University of Birmingham Medical School RFC (UBMSRFC), 'The Birmingham Medics' is an English Rugby Union club based in Birmingham who play in both the National Medical Schools Cup (which they are twice champions of) and the West Midlands Reserve Team League.

The club is formed primarily by medical and medical sciences students from the University of Birmingham, but also has numerous members studying other degree courses at the University of Birmingham.

The 1st XV has experience considerable success across its history, twice winning the National medical Schools Cup and twice beating the University of Birmingham 1st XV in the official Birmingham Rugby Varsity.
 
Alongside the 1st XV, the 2nd XV 'The Airsharks' regularly play on a Saturdays and Wednesdays against local university and club sides and have won the 'Brum Cup' (the University of Birmingham intramural rugby cup) on numerous occasions.

History 
Almost every Medical School in the United Kingdom has a rugby union team; some are as old as the game itself whereas others were formed much more recently. The rugby club at Birmingham Medical School was officially started in 1958 and is well established in both the sporting and social sides of Medical School life. However, there is evidence in the archives of a Medical School rugby team from 1921, however very little is known about this.

The Beginnings (1958-1969)

The Medical School rugby club, as it is known today, was founded in the 1958/59 season by Richard Donovan. There was a lot of support in the beginning by Peter Lea who remained as fixtures secretary for many years and John Barker who later became captain. The mood in which the club was formed was caught in the Queen’s Medical Magazine of 1960: "Nearly two years ago a few chaps decided it was time that the Medics stopped idly discussing their apathy concerning the lack of extramural activities and complaining about the Medical School being little more than a technical college with no thought for anything other than work and did something about it. As a result the Medical R.F.C. came into existence – Professor Smout put up the monies".

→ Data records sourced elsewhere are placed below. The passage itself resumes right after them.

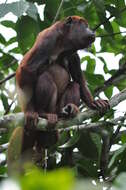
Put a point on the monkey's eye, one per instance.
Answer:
(68, 21)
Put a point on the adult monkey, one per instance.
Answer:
(49, 77)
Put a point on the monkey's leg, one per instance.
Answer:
(70, 100)
(46, 97)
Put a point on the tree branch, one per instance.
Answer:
(13, 120)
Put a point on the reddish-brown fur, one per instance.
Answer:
(44, 76)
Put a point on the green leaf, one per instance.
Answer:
(97, 141)
(120, 182)
(87, 147)
(32, 11)
(100, 7)
(17, 8)
(8, 24)
(4, 101)
(37, 180)
(116, 155)
(87, 167)
(2, 39)
(73, 140)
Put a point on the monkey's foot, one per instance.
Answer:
(52, 118)
(31, 119)
(101, 105)
(70, 110)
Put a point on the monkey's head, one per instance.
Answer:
(77, 32)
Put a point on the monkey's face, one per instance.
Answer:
(78, 34)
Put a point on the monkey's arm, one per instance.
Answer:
(77, 75)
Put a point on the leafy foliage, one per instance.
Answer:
(87, 157)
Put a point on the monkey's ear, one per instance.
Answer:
(68, 20)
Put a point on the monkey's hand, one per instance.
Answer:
(70, 110)
(100, 105)
(31, 120)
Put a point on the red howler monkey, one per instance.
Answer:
(50, 77)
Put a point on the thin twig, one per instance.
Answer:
(107, 35)
(7, 78)
(58, 11)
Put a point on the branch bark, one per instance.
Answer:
(13, 120)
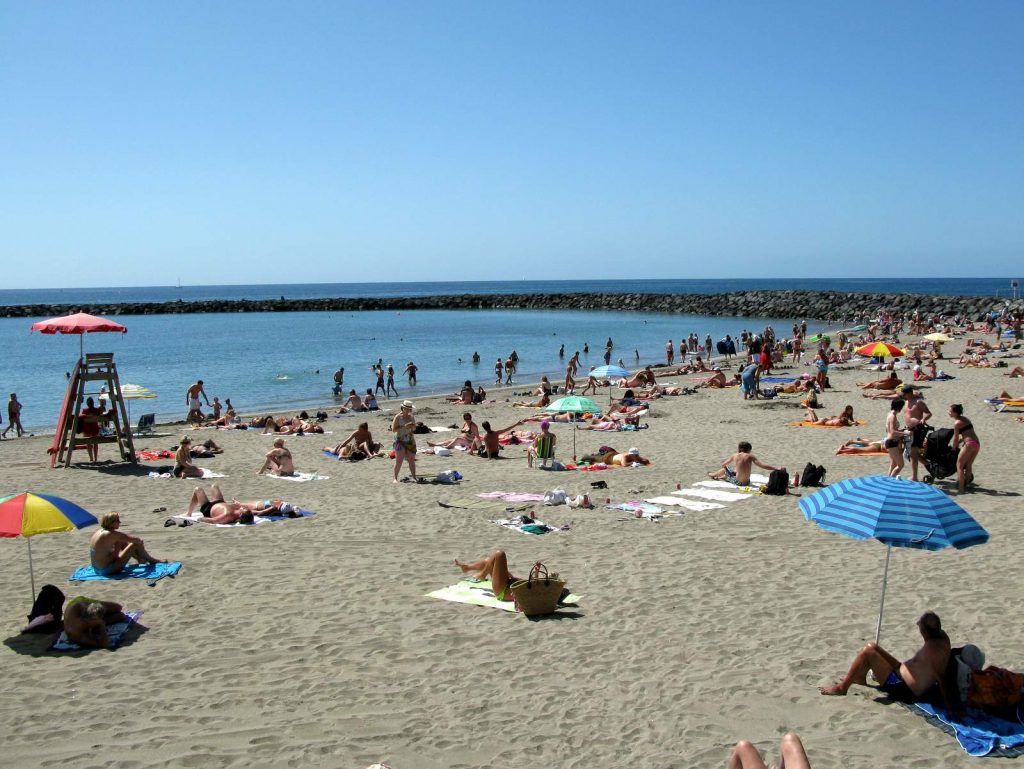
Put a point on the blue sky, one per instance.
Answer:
(146, 143)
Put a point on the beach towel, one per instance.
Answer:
(299, 477)
(512, 496)
(155, 454)
(534, 526)
(480, 594)
(115, 635)
(977, 732)
(206, 474)
(151, 571)
(715, 495)
(820, 424)
(684, 503)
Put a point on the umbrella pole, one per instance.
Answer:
(885, 582)
(32, 573)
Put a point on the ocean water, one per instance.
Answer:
(286, 360)
(936, 286)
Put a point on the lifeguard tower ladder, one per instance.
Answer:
(91, 374)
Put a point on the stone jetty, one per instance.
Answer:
(816, 305)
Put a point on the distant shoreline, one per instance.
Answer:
(819, 305)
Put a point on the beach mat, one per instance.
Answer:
(480, 594)
(977, 732)
(715, 495)
(115, 635)
(684, 503)
(206, 474)
(151, 571)
(299, 477)
(819, 424)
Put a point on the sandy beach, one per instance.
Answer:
(311, 642)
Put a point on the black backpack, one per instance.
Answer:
(813, 475)
(778, 483)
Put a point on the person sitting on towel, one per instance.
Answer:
(110, 550)
(86, 621)
(743, 461)
(909, 681)
(496, 567)
(279, 460)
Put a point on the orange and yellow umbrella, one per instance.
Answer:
(30, 514)
(880, 349)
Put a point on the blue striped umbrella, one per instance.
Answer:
(896, 512)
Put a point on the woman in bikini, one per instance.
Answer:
(496, 567)
(404, 441)
(894, 437)
(967, 439)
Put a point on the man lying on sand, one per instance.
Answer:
(908, 681)
(86, 621)
(743, 461)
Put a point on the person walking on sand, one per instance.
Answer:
(390, 382)
(403, 426)
(192, 400)
(908, 681)
(411, 373)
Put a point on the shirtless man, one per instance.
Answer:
(86, 620)
(743, 461)
(279, 460)
(889, 383)
(110, 550)
(916, 414)
(907, 681)
(192, 399)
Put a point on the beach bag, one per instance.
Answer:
(778, 483)
(538, 594)
(555, 497)
(813, 475)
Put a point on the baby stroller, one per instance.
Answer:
(940, 460)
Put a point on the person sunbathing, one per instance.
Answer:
(891, 382)
(791, 751)
(359, 444)
(860, 445)
(717, 380)
(468, 438)
(843, 420)
(632, 458)
(110, 550)
(743, 462)
(909, 681)
(278, 461)
(183, 467)
(85, 621)
(494, 567)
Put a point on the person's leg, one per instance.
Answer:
(745, 756)
(199, 499)
(872, 657)
(792, 755)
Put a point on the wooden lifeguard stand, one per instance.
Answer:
(91, 374)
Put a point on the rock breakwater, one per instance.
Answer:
(817, 305)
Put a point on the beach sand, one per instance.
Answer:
(310, 643)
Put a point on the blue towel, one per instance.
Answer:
(979, 733)
(132, 570)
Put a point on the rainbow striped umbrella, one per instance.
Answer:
(30, 514)
(880, 349)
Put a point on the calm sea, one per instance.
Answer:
(286, 360)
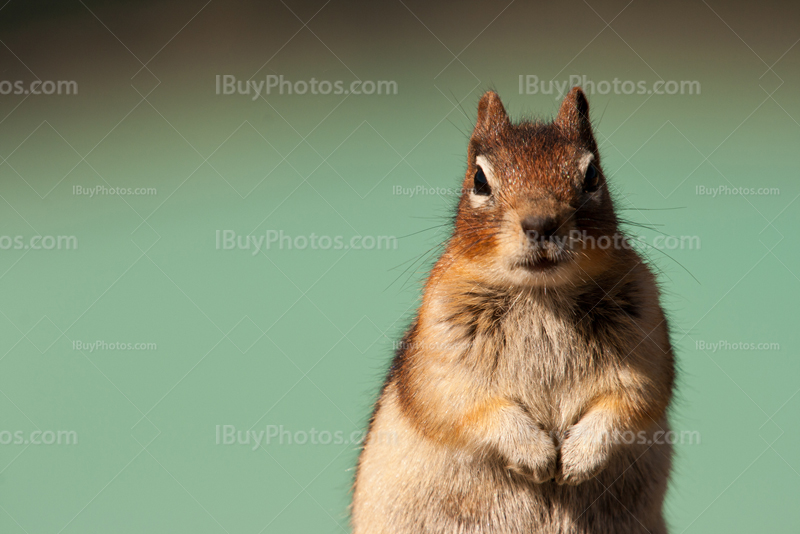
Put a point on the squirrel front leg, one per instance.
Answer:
(504, 427)
(589, 443)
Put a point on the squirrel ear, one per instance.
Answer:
(573, 117)
(491, 114)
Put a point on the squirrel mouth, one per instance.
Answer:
(538, 264)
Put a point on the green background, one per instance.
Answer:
(302, 338)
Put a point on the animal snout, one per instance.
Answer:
(539, 228)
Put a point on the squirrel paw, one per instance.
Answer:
(539, 464)
(583, 455)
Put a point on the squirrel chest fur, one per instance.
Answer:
(531, 390)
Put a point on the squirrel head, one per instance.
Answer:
(535, 202)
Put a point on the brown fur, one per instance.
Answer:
(498, 409)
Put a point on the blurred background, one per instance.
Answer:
(215, 219)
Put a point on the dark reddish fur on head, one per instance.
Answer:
(537, 172)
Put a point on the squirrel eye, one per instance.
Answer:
(481, 184)
(591, 181)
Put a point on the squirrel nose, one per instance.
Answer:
(539, 227)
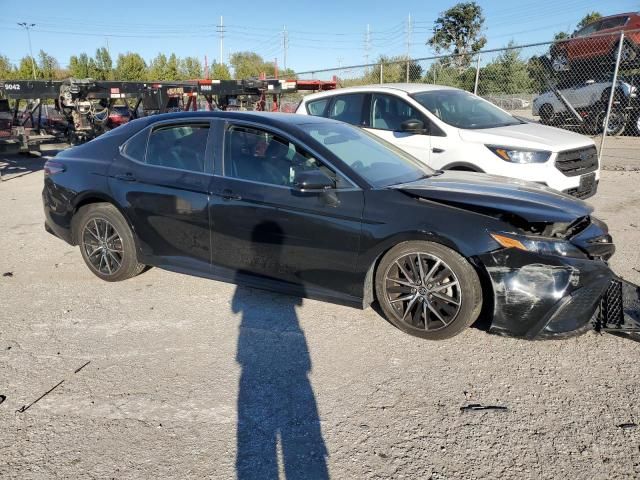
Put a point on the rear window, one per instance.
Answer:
(136, 146)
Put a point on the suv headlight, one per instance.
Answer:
(541, 245)
(520, 155)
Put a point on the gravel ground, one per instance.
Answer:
(191, 378)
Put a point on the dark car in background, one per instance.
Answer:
(118, 115)
(318, 208)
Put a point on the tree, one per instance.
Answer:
(131, 66)
(48, 66)
(247, 65)
(220, 71)
(507, 74)
(588, 18)
(157, 68)
(458, 31)
(82, 66)
(446, 72)
(173, 68)
(25, 69)
(190, 68)
(103, 64)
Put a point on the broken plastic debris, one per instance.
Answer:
(478, 406)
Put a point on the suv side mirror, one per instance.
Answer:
(412, 126)
(312, 181)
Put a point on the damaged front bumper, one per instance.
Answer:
(619, 310)
(549, 297)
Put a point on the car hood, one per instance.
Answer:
(490, 193)
(528, 135)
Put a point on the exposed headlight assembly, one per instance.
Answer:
(520, 155)
(541, 245)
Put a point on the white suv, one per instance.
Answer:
(451, 129)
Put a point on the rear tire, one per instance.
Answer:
(428, 290)
(106, 242)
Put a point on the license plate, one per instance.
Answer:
(587, 182)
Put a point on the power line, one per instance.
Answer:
(221, 30)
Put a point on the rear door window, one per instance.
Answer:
(388, 112)
(317, 107)
(347, 108)
(180, 146)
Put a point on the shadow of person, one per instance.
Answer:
(276, 404)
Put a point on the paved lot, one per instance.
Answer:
(191, 378)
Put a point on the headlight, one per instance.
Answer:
(521, 155)
(541, 245)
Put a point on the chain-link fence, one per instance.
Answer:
(566, 83)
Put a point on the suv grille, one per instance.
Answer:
(578, 161)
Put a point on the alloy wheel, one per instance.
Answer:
(423, 291)
(560, 63)
(103, 246)
(628, 54)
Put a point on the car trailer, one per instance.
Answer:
(86, 103)
(625, 109)
(230, 94)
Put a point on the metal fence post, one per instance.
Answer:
(475, 85)
(614, 84)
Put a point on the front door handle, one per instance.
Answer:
(127, 177)
(229, 195)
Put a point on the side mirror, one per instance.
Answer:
(312, 181)
(412, 126)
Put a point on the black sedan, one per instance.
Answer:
(321, 209)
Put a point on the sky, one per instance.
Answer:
(321, 34)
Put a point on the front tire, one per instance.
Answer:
(546, 113)
(428, 290)
(106, 243)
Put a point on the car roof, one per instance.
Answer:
(273, 119)
(384, 87)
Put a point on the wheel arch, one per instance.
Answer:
(93, 197)
(372, 258)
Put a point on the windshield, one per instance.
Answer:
(464, 110)
(377, 161)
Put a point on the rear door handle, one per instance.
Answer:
(229, 195)
(127, 177)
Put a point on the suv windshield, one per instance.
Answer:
(464, 110)
(377, 161)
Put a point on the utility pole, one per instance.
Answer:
(285, 46)
(409, 32)
(367, 45)
(221, 31)
(27, 26)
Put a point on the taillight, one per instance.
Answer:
(51, 167)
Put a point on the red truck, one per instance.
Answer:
(600, 39)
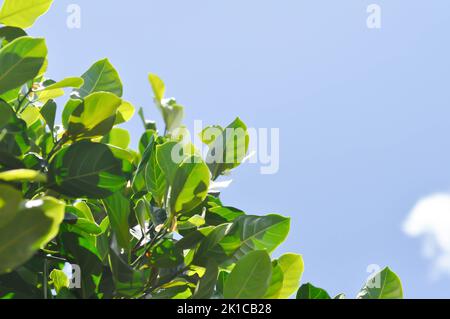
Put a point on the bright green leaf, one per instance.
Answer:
(23, 13)
(101, 77)
(23, 175)
(308, 291)
(32, 227)
(86, 169)
(21, 61)
(250, 278)
(383, 285)
(95, 117)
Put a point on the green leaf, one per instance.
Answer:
(94, 117)
(155, 178)
(159, 89)
(250, 278)
(124, 113)
(86, 169)
(118, 210)
(71, 82)
(23, 13)
(59, 280)
(190, 185)
(81, 250)
(308, 291)
(23, 175)
(48, 112)
(383, 285)
(10, 200)
(128, 281)
(166, 255)
(30, 115)
(15, 141)
(254, 233)
(21, 61)
(79, 219)
(227, 150)
(172, 112)
(205, 286)
(101, 77)
(33, 226)
(9, 34)
(291, 266)
(118, 137)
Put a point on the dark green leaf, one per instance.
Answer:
(308, 291)
(383, 285)
(86, 169)
(250, 278)
(101, 77)
(20, 61)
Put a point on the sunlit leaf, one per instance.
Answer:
(23, 13)
(21, 61)
(86, 169)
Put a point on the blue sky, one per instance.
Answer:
(363, 114)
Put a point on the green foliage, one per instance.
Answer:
(384, 284)
(139, 224)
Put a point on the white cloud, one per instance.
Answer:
(430, 219)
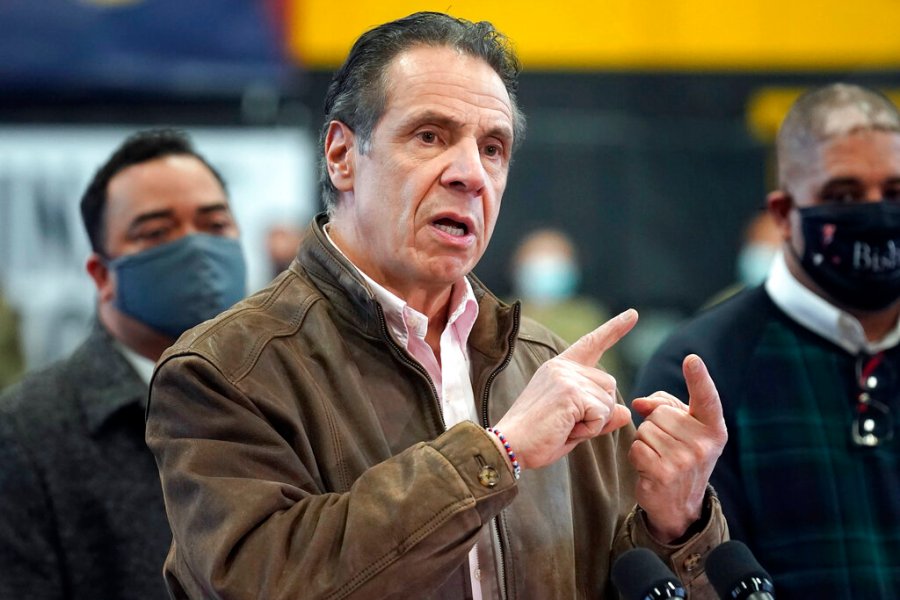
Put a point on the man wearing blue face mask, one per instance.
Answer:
(81, 511)
(808, 366)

From this beginning, the club continued to thrive and a second team was formed in 1961 when Arnold Gourevitch was president. In the same year the club suffered a setback when it lost its Metchley Park ground to the University. However, a new ground was found on the side of an exposed hill on Billesely Common where there was only ever enough hot water to wash the first five players!

By the 1962/63 season a third team had been added and Dick Herbert had taken over the club captaincy. This season was successful as the club was undefeated against all Medical School rivals. The following season Charlie Gwyn became captain, with Roger Lee as President.

In the 1966/67 season, Piers Abson became captain and later was chosen to represent the Provincial Hospitals against the London Hospitals. This season also saw the club act as hosts to the Byron Evans seven-a-side tournament. This was a smoothly run affair with Presidents Frank McGuinness and Hugh Cameron providing advice to help with the occasion. Mac Rouse took over the captaincy for the 1967/68 and in this season the club had one hundred playing members and four sides.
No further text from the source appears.